Great comments and good clarity, thank you. And I've seen that article in the past, but thanks for calling to to my attention again, I've printed it out just in case, and am keeping it in my file with my Surgical Path Report. Hopefully I will never need to refer to it.
Its interesting the article sort of contradicts some of the newer findings cited on this forum about
SRT being most beneficial when it is started early.
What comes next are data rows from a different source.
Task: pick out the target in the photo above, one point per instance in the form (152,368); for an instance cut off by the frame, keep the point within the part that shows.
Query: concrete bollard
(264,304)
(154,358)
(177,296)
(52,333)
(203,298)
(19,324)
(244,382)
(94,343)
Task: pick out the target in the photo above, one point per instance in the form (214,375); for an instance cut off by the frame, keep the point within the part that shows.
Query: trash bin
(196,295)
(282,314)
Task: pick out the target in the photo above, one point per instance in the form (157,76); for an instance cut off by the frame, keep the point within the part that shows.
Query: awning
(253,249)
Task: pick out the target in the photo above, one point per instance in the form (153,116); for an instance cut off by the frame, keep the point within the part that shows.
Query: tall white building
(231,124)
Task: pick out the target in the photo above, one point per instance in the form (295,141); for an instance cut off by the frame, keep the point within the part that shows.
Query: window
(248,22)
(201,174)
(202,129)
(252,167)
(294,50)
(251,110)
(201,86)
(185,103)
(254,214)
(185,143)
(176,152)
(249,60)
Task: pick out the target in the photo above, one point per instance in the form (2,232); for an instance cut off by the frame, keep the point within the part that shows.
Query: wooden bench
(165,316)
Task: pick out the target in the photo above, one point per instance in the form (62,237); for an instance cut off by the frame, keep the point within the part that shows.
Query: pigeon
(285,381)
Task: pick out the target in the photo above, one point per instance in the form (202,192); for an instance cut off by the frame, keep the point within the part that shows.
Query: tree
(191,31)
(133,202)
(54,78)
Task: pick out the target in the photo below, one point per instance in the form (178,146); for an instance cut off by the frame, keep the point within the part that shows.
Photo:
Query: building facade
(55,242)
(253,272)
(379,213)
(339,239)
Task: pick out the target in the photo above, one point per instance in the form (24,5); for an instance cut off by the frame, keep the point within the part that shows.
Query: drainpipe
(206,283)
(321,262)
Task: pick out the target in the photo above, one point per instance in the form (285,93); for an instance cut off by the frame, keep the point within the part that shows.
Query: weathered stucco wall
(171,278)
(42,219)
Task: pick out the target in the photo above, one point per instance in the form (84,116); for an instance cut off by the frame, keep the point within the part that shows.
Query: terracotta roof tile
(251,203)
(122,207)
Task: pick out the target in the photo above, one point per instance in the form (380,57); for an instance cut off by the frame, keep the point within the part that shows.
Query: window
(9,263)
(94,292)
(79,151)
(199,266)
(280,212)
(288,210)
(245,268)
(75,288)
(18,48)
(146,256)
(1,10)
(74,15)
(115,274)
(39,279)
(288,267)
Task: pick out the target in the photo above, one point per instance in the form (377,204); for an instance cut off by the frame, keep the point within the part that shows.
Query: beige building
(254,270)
At the end of the day, what I am taking from all this, is that if I start to see a rising PSA, I will want to take advantage of SRT if it is truly a second shot at a cure, but have to balance that with not wanting to do it until absolutely necessary.
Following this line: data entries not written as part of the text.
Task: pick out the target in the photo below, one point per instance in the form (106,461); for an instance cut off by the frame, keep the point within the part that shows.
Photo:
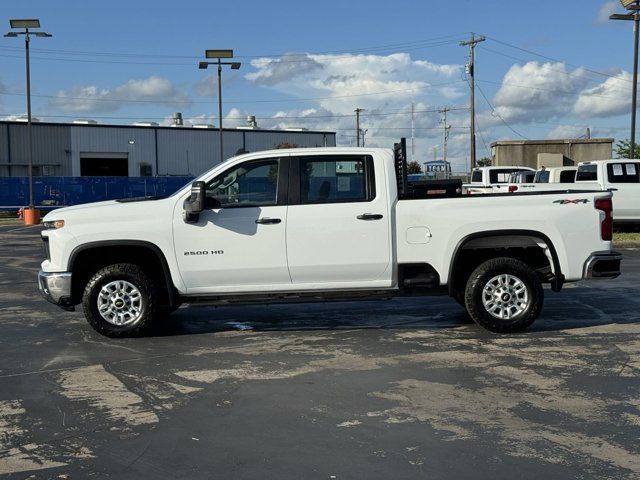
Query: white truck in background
(486,180)
(620,175)
(319,224)
(553,178)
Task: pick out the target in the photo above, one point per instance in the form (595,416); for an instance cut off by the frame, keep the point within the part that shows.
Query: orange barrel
(31,216)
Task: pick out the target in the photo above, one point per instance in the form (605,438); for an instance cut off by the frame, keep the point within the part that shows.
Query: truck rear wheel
(120,300)
(504,295)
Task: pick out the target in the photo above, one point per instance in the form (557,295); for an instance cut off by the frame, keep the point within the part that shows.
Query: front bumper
(56,288)
(602,265)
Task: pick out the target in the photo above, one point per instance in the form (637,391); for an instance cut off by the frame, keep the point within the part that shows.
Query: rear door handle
(369,216)
(268,221)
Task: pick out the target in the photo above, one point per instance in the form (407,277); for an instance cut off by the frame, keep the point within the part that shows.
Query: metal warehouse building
(134,150)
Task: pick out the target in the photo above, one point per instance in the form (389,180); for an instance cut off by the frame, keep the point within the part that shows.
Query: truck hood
(100,208)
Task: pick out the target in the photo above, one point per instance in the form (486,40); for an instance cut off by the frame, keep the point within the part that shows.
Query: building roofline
(561,141)
(164,127)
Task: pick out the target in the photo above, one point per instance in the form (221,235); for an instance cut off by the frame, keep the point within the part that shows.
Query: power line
(174,101)
(531,52)
(494,112)
(545,66)
(450,38)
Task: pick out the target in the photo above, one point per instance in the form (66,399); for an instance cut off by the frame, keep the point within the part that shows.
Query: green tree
(623,149)
(414,167)
(484,162)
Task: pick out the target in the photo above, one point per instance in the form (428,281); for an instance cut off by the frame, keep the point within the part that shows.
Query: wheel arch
(121,249)
(557,279)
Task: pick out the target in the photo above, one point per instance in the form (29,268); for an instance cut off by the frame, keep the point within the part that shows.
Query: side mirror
(195,203)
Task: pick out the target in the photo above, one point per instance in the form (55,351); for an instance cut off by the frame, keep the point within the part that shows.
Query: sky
(547,69)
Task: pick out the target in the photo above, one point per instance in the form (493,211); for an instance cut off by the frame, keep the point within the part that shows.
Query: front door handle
(268,221)
(369,216)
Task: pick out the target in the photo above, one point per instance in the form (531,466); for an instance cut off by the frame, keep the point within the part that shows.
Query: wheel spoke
(120,303)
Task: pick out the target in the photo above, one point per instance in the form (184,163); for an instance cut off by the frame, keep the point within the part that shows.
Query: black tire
(524,313)
(149,303)
(458,296)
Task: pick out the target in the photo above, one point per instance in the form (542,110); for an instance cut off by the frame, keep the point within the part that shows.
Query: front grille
(47,252)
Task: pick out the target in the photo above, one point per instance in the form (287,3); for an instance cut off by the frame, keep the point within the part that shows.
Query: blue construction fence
(65,191)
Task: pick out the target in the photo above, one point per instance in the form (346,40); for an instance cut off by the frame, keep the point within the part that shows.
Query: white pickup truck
(620,175)
(321,224)
(486,180)
(546,179)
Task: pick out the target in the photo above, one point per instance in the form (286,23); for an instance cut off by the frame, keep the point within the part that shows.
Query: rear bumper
(602,265)
(56,288)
Question: do you know what the lowest level of PSA is that can be detected on a STANDARD PSA test? I'm wondering, if I should talk to my Dr before starting the PSA testing, and ask him in view of my lack of ability to keep things in perspective, if we should just do the standard tests for now.
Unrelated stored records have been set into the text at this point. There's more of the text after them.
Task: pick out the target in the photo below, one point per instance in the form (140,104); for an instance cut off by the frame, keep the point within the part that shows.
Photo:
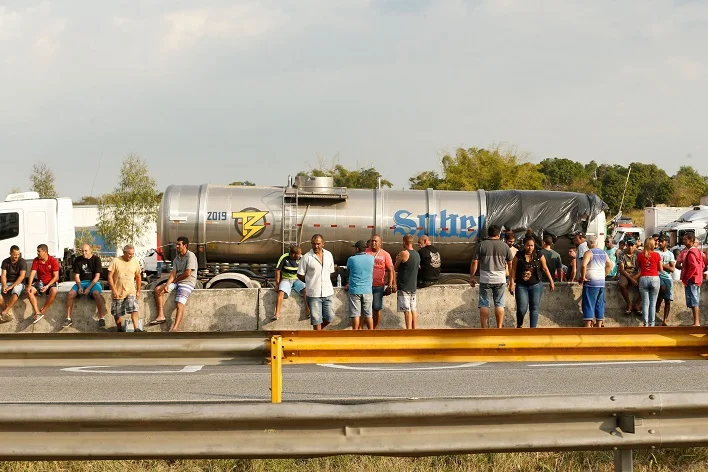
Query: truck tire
(229,284)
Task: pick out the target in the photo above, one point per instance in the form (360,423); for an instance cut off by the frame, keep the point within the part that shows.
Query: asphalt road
(344,383)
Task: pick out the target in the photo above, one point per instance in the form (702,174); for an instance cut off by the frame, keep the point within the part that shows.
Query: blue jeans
(528,298)
(649,290)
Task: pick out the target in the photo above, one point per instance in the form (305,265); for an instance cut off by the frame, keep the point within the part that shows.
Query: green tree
(689,187)
(123,216)
(363,177)
(653,185)
(425,180)
(42,178)
(495,169)
(561,173)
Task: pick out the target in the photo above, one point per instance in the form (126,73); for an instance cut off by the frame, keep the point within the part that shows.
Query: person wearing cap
(286,278)
(666,281)
(361,277)
(627,282)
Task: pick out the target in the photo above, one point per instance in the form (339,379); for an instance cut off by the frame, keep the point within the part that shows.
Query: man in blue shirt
(361,278)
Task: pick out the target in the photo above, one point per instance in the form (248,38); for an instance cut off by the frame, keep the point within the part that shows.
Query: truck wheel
(229,284)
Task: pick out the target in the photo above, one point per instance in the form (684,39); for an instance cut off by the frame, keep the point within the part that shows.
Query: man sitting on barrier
(183,279)
(286,278)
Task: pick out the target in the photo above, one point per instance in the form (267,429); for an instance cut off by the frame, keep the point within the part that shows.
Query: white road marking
(571,364)
(410,369)
(91,369)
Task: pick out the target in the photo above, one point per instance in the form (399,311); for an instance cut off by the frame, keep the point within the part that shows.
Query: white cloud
(188,27)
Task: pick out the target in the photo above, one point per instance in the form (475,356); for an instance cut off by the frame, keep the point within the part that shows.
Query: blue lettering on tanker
(444,225)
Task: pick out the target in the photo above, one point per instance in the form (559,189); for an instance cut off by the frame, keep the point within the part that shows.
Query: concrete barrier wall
(441,306)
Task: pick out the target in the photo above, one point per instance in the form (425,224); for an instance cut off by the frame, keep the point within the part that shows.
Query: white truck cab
(28,221)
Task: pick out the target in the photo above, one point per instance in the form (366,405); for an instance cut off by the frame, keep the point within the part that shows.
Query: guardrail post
(276,369)
(623,460)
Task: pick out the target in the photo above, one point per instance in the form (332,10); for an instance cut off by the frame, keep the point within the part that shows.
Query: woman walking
(649,263)
(526,276)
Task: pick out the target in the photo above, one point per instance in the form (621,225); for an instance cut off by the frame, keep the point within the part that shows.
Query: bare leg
(483,316)
(50,299)
(160,302)
(499,313)
(178,317)
(70,297)
(278,304)
(100,304)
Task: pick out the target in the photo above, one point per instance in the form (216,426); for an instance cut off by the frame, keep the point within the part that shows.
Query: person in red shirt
(45,269)
(692,263)
(649,265)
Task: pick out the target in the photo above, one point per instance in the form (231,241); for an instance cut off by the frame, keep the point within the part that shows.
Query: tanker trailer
(255,225)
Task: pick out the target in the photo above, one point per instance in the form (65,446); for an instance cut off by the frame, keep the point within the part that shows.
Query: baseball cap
(360,245)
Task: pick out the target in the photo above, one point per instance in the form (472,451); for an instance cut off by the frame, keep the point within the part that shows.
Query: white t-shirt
(317,281)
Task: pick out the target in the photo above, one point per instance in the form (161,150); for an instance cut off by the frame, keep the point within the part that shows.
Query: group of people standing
(373,274)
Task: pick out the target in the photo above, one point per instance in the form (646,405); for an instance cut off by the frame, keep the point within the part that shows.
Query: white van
(28,221)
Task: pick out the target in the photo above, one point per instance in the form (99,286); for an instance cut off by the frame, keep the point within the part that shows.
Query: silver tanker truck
(231,229)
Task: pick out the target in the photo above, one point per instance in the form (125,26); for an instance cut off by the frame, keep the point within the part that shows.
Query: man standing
(493,258)
(14,269)
(361,276)
(692,266)
(430,263)
(87,272)
(406,265)
(594,269)
(627,282)
(666,281)
(553,260)
(383,266)
(46,269)
(124,279)
(183,278)
(581,246)
(286,278)
(315,270)
(611,252)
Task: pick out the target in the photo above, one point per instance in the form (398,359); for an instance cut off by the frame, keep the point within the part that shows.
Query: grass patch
(660,460)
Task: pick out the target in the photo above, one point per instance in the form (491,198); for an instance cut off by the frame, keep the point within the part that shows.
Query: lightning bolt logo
(250,222)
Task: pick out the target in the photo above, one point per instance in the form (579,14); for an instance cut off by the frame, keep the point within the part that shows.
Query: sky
(220,91)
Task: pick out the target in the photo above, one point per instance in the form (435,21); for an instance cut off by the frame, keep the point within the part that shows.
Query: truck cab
(28,221)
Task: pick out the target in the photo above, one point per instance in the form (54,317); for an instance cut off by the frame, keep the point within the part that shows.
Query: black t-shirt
(429,264)
(87,268)
(13,270)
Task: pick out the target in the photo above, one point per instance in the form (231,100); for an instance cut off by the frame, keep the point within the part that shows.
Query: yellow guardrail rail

Thanks very much for your detailed explanation. It is very helpful
Rising PSA from 2008 through April 2013
PSA 2008 - 2012 .7 TO 2.2
Dec 2012 - Biopsy, 14 core, nO PCA, one core HGPIN
4/13 PSA 2.8, FPsa 11, PCA3 13, 10/13 PSA2.7 fPSA 15
4/14 PSA 3.1 fPsa 16, 10/14 PSA 4.3 fPSA 12 PCA3 26
11/14 BX 3/12 cores + G610%, G6 20%, 3+5=8, 70%
2nd opinion Johns Hopkins, all G6 10%, 20% 80%
3rd opinion MSKCC all G6 10%, 15%, 70%
RALP scheduled January 6th 2014
Final pathology stage pT2c, upstaged to Gleason 7 (3+4)
ECE, Margins, SV, Lymph nodes (9) all negative, PNI present.
5% involvement of Prostate by tumor.